Occasionally, the Rams would force poor passes. But Carthage players ran all of them down, dominating the ground balls as much as they did the face-offs.
The end result was a first quarter where the Comets had the ball 11 out of the 12 minutes, and converted with Mulvaney (wearing the no. 22 the Powell brothers made famous at Carthage), Tom Grimm and Ben Koster all earning goals.
Carthage kept winning the face-offs early in the second quarter, and built the margin to 5-0 as Rob Grimm and Mulvaney both scored. It took 15 minutes of game time before J-D even had a close shot at the net, and more than 19 minutes before John Clark’s goal broke up the shutout.
That deficit grew to 7-1 in the third quarter before the Red Rams finally began to get the majority of attacks. Quick goals by Cam Stone and Mike Edwards cut it to 7-3, raising the hopes of the big and loud J-D crowd at Coyne, but Grimm answered with a goal, and Koster converted with 8.9 seconds left in the period to make it 9-3.
J-D would double its total in the fourth quarter.
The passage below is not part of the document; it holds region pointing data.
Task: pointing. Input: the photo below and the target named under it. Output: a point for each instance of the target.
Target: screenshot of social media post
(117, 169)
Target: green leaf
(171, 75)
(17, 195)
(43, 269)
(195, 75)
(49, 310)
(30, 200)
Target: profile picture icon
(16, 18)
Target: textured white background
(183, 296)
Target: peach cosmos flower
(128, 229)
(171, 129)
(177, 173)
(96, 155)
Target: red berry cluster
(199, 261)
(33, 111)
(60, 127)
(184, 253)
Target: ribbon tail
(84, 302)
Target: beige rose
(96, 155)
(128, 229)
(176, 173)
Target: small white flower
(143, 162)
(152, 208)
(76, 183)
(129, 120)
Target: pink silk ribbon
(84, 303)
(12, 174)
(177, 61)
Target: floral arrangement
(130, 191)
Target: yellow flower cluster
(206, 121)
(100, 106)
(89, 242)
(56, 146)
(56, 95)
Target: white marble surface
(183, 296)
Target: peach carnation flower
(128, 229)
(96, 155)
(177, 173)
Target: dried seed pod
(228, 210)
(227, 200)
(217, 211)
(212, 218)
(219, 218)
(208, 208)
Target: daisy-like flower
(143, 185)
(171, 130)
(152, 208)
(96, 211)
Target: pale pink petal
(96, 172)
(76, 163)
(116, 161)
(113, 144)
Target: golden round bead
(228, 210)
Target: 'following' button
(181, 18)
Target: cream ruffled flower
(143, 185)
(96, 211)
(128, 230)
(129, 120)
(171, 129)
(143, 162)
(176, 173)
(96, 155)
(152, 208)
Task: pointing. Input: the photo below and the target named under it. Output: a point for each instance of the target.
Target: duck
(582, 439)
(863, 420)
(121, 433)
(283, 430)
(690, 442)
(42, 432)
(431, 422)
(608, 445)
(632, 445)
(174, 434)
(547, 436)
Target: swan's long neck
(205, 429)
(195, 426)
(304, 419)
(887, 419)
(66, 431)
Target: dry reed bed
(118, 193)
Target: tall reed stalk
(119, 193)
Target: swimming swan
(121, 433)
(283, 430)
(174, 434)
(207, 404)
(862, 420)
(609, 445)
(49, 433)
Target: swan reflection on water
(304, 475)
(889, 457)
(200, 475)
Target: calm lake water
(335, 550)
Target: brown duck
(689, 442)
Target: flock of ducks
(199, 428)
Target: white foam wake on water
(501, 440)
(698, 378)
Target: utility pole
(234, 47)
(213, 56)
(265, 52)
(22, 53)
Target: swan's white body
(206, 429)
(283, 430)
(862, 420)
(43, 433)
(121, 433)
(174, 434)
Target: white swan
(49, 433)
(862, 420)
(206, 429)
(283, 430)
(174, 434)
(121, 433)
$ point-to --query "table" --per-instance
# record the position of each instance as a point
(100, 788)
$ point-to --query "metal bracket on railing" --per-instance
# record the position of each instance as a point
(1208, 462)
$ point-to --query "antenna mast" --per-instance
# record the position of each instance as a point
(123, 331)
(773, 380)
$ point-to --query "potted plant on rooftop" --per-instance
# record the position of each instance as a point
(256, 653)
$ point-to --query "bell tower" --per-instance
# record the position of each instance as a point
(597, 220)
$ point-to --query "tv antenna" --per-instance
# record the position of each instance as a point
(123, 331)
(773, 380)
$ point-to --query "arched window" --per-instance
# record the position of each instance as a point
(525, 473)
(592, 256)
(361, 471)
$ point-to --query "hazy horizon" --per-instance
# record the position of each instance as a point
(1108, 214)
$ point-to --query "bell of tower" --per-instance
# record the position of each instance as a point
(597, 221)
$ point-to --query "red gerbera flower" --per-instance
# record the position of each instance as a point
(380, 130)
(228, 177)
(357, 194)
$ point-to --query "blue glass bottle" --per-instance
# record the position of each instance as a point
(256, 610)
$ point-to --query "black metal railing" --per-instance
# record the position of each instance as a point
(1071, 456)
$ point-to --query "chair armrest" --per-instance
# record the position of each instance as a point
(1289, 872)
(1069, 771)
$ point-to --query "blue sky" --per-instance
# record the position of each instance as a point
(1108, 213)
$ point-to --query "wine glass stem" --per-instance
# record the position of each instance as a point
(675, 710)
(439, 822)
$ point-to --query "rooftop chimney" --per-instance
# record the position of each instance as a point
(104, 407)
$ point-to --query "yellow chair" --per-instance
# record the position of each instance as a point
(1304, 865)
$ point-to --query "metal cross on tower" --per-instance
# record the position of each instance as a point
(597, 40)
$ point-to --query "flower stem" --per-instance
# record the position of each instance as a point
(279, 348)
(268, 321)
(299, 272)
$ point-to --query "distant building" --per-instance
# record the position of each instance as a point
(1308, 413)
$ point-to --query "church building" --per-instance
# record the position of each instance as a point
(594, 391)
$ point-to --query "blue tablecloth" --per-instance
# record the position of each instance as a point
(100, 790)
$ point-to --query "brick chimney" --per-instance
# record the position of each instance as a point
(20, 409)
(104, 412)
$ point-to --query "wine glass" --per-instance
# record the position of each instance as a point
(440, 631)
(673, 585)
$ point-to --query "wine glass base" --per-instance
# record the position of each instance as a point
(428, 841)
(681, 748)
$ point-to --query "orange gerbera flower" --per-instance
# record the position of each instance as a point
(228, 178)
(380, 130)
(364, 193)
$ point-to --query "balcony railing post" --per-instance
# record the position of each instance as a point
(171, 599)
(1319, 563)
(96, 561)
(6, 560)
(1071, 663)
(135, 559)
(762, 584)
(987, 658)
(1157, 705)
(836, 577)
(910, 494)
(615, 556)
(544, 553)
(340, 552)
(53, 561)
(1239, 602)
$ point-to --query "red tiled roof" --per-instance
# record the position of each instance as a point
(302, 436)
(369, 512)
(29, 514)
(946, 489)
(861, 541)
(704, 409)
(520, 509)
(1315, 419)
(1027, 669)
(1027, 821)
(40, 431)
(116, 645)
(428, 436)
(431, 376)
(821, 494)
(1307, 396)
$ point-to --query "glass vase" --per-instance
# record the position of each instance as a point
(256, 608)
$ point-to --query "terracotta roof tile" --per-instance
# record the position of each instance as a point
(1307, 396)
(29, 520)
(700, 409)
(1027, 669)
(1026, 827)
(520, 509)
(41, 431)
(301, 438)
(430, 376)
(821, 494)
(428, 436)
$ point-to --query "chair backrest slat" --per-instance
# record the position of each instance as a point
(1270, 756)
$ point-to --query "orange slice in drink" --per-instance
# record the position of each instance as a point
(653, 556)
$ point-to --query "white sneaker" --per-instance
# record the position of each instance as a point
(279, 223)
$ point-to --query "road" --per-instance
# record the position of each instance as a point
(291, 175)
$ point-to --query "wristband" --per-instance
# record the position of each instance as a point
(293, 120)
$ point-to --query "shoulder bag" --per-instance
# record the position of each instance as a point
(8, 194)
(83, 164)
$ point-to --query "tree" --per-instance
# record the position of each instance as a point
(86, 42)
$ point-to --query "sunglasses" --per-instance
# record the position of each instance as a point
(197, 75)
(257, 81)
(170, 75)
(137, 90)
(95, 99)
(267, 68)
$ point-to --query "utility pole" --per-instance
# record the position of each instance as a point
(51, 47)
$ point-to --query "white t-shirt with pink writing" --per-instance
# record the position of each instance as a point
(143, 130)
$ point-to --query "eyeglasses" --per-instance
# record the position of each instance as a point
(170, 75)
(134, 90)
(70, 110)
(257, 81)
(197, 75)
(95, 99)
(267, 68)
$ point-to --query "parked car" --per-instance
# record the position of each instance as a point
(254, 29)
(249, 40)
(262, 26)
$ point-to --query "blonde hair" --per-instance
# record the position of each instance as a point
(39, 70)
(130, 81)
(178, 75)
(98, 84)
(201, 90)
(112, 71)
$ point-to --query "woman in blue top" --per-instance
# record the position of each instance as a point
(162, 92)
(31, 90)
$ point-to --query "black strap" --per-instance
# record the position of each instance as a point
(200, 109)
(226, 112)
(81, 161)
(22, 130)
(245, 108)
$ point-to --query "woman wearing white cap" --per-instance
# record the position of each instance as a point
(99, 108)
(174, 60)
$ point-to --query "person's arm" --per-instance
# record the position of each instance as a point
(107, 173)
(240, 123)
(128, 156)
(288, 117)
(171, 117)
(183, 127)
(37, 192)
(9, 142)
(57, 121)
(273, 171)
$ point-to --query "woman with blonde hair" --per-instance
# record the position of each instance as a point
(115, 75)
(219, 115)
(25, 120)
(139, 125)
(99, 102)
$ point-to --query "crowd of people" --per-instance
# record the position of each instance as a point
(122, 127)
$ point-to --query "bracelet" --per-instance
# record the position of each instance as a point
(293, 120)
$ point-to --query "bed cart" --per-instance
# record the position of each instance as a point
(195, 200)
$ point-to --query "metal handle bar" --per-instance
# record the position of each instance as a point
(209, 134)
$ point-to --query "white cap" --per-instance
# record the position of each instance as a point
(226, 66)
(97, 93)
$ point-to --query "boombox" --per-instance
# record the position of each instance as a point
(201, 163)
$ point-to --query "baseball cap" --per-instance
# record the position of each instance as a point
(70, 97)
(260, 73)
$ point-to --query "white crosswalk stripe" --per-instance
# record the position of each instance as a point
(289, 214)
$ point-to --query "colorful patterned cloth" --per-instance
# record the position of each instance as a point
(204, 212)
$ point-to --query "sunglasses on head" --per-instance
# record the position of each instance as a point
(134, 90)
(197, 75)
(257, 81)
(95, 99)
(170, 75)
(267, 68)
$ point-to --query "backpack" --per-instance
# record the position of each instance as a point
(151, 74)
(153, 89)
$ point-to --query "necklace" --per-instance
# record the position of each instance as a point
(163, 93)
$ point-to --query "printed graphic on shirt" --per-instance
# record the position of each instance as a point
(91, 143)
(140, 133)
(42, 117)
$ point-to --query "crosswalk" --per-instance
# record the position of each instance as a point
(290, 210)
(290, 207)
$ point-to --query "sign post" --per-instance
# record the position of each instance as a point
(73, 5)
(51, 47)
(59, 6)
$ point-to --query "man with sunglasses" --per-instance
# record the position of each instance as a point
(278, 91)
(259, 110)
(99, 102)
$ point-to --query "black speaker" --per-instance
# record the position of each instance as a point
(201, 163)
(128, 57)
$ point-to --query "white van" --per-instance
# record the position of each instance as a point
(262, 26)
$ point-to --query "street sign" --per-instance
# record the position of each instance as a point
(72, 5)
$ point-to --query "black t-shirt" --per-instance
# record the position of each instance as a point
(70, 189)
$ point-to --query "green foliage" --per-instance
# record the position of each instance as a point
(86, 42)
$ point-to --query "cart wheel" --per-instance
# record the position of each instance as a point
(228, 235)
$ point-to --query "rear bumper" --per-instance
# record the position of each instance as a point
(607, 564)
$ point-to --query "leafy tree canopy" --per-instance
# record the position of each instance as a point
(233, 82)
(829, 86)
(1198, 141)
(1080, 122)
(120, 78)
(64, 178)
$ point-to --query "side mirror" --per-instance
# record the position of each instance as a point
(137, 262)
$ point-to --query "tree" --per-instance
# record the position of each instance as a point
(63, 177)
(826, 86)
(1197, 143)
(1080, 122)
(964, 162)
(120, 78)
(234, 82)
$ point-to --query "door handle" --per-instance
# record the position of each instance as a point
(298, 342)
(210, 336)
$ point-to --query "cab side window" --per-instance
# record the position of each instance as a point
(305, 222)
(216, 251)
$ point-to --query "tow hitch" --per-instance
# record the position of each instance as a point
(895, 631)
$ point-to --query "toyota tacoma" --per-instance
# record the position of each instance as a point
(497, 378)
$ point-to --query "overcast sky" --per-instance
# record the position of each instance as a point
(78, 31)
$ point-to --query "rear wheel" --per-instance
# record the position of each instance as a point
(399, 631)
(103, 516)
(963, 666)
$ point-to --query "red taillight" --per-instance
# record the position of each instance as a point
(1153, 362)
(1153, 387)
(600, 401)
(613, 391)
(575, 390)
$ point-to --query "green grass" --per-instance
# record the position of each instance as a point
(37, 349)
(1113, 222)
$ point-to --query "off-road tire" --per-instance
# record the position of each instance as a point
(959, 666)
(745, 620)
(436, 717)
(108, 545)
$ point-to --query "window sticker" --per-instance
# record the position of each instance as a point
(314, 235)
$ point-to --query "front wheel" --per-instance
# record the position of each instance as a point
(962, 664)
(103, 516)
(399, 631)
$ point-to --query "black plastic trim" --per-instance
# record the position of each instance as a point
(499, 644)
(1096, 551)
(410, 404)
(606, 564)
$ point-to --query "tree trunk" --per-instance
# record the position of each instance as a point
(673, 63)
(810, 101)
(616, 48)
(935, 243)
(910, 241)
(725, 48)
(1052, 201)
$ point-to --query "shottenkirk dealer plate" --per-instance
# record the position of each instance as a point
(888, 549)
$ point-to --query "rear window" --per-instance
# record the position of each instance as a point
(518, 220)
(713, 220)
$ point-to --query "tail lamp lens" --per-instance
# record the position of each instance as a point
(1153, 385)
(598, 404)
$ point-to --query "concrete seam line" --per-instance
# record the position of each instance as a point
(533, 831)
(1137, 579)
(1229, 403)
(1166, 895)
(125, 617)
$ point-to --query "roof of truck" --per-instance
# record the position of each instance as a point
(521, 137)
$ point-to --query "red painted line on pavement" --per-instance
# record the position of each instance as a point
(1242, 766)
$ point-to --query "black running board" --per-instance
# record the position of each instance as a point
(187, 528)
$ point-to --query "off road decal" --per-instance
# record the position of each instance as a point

But no single player scored twice (Jake Bratek, Jeff Scierra and Eric DeJohn added goals), and Carthage goalie Kyle Gaebel made most of his 16 saves in the second half to help seal his team’s win.
With this defeat, the Rams closed out a 17-3 season. Seniors like Edwards, Clark, Jeff Vetter, Nick Marshall, Jared Nies and Alex Jorgensen depart, leaving Stone, Bratek, Scierra, DeJohn, Mike Fiacco and Mac Keehfus around to return in 2009 in an attempt to bring the Rams back to the top.